As he grew to young manhood he was tall, slim, blue-eyed and blond. Very good looking.
He married Leafy Irwin Fletcher in Meeker, Colorado on February 17, 1915. They met at a dance. He was working at that time for Leafy's father. Her father had died the previous November and her mother a few days after they were married.
They stayed in Rangley, Colorado for a short time then moved to Jensen, Utah. Leafy's two younger sisters lived with them most of the time until they were married.
Their first child, Ruth was born November 27, 1915. She only weighed about four pounds and some of the older people said they would never raise her. Their second child, Ruby was born October 1, 1917. The first son, Lavell was born May 20, 1920. Third daughter, Lulu was born December 20, 1921. The second son, Jean was born November 24, 1923, and their sixth child Helen was born May 28, 1926. All the children were born in Jensen except Lulu, she was born in White River, Colorado, now know as Rangley.
Daddy farmed in Rangley, on Brush Creek, and in Jensen at various times. Also continued to drive a freight wagon with his father and brother, George.
He helped build roads with horse drawn scrapers and road graders. He also helped build the first bridge across Green River at Jensen, this was also done with horse drawn equipment.
He worked in the oil fields at Rangley. At the time of his death he was working at the Rainbow Gilsonite mine. This mine was in the area now known as the Book Cliffs. All there is left to be seen now are a few old foundations and mine shafts.
In those days if you needed to go short distances you walked or saddled a horse. If all the family was going you took the team and wagon. There were very few automobiles in Jensen at that time, the late 1920's. Those were mostly Model T Fords or some such make.
I can remember my father walking along the road whistling. He was well known for his fine whistling. He had a beautiful singing voice and was a splendid dancer also. I can remember him sitting with all us children and usually our cousins and singing to us such songs as The Bear Went Over the Mountain, Ten Little Indians, Moonlight and Roses, Springtime in the Rockies, The Utah Trail, etc.
I can remember my father coming in from the field to eat and putting the wash basin down so we could reach it and wash with him. We didn't have bath rooms in those days, only a water bucket with a dipper to drink from, and a path to the outhouse.
The Wilkins family got together in the evenings often to sing. Aunt Elsie played the piano, Daddy and Uncle Harl played little squeeze box accordians.
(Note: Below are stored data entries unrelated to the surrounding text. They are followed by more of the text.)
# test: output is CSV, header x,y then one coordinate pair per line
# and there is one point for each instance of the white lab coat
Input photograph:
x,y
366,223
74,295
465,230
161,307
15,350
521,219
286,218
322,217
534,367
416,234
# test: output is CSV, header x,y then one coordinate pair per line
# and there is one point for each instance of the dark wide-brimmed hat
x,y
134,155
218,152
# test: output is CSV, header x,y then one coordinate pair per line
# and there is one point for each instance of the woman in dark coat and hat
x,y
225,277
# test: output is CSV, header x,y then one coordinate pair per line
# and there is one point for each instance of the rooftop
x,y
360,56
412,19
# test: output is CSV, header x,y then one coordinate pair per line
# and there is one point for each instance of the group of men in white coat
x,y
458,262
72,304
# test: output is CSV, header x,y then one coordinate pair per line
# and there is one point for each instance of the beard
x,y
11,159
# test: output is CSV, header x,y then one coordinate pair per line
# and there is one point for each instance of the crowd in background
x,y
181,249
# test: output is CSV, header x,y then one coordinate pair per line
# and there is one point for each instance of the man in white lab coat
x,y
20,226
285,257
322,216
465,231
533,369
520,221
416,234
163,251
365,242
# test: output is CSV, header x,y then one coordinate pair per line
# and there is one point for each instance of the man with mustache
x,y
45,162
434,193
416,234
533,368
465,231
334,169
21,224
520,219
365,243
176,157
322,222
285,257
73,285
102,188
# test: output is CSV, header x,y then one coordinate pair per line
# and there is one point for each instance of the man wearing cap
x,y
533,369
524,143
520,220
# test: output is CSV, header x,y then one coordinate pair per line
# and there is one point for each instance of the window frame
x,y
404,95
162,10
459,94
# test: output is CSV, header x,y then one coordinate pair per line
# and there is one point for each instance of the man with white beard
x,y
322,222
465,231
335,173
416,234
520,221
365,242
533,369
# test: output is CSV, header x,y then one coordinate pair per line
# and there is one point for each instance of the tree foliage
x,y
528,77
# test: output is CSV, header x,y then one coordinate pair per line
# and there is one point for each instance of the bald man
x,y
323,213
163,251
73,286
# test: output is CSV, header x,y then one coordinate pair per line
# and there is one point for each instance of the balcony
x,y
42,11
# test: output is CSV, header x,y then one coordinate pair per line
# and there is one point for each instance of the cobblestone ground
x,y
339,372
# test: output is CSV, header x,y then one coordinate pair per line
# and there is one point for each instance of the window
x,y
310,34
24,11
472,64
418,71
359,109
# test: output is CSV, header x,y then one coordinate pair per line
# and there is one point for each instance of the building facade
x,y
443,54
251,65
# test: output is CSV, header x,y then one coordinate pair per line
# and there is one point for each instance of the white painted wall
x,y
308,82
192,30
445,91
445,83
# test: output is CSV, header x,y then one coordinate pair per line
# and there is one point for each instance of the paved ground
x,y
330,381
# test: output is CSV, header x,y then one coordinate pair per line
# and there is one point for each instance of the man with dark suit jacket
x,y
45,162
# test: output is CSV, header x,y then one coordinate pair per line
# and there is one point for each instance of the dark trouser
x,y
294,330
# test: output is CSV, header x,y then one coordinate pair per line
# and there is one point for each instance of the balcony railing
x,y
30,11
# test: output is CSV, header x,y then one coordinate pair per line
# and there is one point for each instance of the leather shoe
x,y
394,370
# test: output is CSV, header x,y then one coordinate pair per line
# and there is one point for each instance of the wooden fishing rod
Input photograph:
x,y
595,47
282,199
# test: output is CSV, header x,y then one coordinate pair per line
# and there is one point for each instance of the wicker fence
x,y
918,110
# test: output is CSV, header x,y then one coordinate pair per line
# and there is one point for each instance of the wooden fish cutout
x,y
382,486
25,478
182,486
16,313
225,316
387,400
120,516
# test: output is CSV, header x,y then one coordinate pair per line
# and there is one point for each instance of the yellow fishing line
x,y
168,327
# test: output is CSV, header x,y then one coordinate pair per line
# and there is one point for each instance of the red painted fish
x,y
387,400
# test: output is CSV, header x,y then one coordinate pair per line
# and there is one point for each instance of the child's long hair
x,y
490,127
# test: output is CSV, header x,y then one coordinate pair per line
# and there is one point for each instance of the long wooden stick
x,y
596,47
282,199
I'm not sure whether any one else played an instrument or not. Every one of them had a good singing voice.
The sons in the family called Grandpa "Pap", and Grandma "Ma", the sisters said "Papa", and "Mama".
Every one that knew my father said he was honest, hard working, kind, considerate and very loving and affectionate with his family.
I remember one time he came home and caught us playing on a neighbors hay stack, he spanked us four older ones, Ruby said "if you cry he'll stop", of course we all cried and he stopped, no one was spanked very hard.
Shortly before he died, Ruth fell off the swing at the school and broke her hip, it became infected and Uncle Doug Chew and Grandma Wilkins and Mother took her to Salt Lake City, Utah, to the Primary Childrens Hospital for surgery and treatment. When Daddy kissed her good-by he said "I will never see her again". The adults came home and left her in Salt Lake, Aunt Emma was to take her to her home when she was released. When they got to Jensen, Daddy took us all home in the wagon, the rest of us were left with our aunts.
That night he became very ill. Mother sent for Uncle George, he immediately went for Uncle Doug, he being the one with a car. He was taken to Vernal, Utah to the hospital where he was operated on.